US bid to revive Venezuela’s crude sector threatens Canada’s long-term pricing power
Venezuela’s regime change could eventually undercut Canadian heavy oil – but for now, the real risk for investors is long‑term price pressure, not a sudden supply shock.
US President Donald Trump ordered a strike that removed Venezuelan leader Nicolás Maduro and brought him to New York on narco‑terrorism charges, according to CNBC.
Trump said the United States would “run” Venezuela “until such time as we can do a safe, proper and judicious transition,” while Secretary of State Marco Rubio later insisted Washington would not manage the country day to day and would focus instead on enforcing an “oil quarantine,” as per CBC News.
Despite the drama, oil and equity markets barely flinched.
Brent hovered around US$60‑US$61 a barrel and US West Texas Intermediate traded near US$57, while US stock futures and Asian equities moved modestly higher and gold gained just over 1 percent.
Analysts say the muted response reflects the fact that Venezuela currently produces only about 1m barrels a day – less than 1 percent of global supply – after years of nationalization, mismanagement, corruption and US sanctions, according to CBC News.
Arne Lohmann Rasmussen of A/S Global Risk Management told CNBC that traders had already priced in conflict risk and that an oversupplied market with weak seasonal demand would likely cap any Brent move to roughly US$1‑US$2 before prices drift lower.
Bob McNally of Rapidan Energy said on CNBC that even if roughly a third of Venezuela’s output is at risk, he does not see a “meaningful” short‑term threat to global supply.
For Canadian investors, the real story is what happens if Venezuela comes back as a heavy‑oil exporter in a few years.
Both Canada and Venezuela produce heavy crude that US refineries in the Midwest and Gulf Coast are designed to process, The Globe and Mail reported.
In 2013, the US imported about 1m barrels a day from Venezuela.

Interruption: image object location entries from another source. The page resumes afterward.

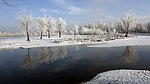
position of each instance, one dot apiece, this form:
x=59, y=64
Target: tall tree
x=40, y=25
x=25, y=21
x=129, y=21
x=76, y=30
x=61, y=23
x=50, y=24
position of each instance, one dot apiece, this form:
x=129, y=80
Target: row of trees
x=128, y=23
x=42, y=24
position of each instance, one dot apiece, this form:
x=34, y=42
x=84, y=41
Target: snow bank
x=20, y=42
x=140, y=40
x=121, y=77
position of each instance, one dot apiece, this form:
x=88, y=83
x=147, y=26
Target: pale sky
x=74, y=11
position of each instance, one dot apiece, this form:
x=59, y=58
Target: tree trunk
x=28, y=39
x=127, y=31
x=48, y=33
x=59, y=34
x=41, y=36
x=126, y=34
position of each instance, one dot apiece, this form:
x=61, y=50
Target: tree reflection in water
x=130, y=56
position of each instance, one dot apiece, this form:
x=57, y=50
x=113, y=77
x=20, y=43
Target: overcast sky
x=74, y=11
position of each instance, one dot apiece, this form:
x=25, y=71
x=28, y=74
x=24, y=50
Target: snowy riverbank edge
x=135, y=41
x=121, y=77
x=20, y=42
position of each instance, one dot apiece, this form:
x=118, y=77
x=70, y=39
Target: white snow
x=140, y=40
x=121, y=77
x=20, y=42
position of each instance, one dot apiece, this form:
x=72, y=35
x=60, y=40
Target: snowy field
x=140, y=40
x=20, y=42
x=121, y=77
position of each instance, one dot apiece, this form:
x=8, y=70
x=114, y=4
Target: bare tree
x=61, y=23
x=40, y=25
x=76, y=30
x=25, y=21
x=130, y=55
x=129, y=21
x=50, y=24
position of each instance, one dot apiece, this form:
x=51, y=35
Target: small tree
x=40, y=25
x=61, y=23
x=129, y=21
x=25, y=21
x=50, y=24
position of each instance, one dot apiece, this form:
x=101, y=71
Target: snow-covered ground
x=121, y=77
x=20, y=42
x=140, y=40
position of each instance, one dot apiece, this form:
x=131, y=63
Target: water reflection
x=130, y=55
x=28, y=62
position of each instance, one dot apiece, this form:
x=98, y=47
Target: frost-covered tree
x=148, y=27
x=50, y=24
x=130, y=55
x=76, y=30
x=40, y=25
x=128, y=21
x=25, y=21
x=61, y=23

Sanctions later cut those flows to almost nothing and pushed Caracas toward China.
Over the same period, Canadian exports to the US rose from 2.7m barrels a day in 2013 to nearly 4.4m barrels a day by mid‑2024, before easing slightly below 4m barrels as volumes shifted to Asia via the expanded Trans Mountain pipeline, according to The Globe and Mail.
Rory Johnston of Commodity Context told The Globe and Mail that if sanctions ease, the main battleground for Canadian versus Venezuelan heavy crude would be the US Gulf Coast, where Canadian barrels already have a foothold.
He said increased Venezuelan supply could displace some Canadian volumes there, forcing more crude onto Trans Mountain – with higher tolls – or into re‑exports from the Gulf Coast, with added transport costs, and that in both cases Canadian producers would likely face lower realized netbacks.
Johnston added that Canada should still dominate the US Midwest thanks to its existing pipeline network.
At the same time, rebuilding Venezuela’s sector will not be quick.
Roxanna Vigil of the Council on Foreign Relations told CBC News it will take “years, if not a decade or more” and tens of billions of dollars to restore capacity.
Heather Exner‑Pirot of the Macdonald‑Laurier Institute told CBC News that production has “atrophied.” She pointed to the loss of skilled workers after Hugo Chavez fired thousands of PDVSA staff during the 2003 strike.
Legal and political risks also loom.
Columbia University law professor Matthew Waxman told CBC News that international law bars an occupying power from enriching itself with another state’s resources.
He raised the core question of “who really owns Venezuela’s oil?”
Exner‑Pirot told CTV News that Trump’s talk of “running” Venezuela is a medium‑term risk for Canada rather than an immediate threat, and said the Canadian sector should not “panic” but remain competitive.
She argued that Canada has always competed with other oil‑rich states and noted that Prime Minister Mark Carney and Alberta Premier Danielle Smith have been moving to diversify markets and keep Canadian producers competitive, as reported by CTV News.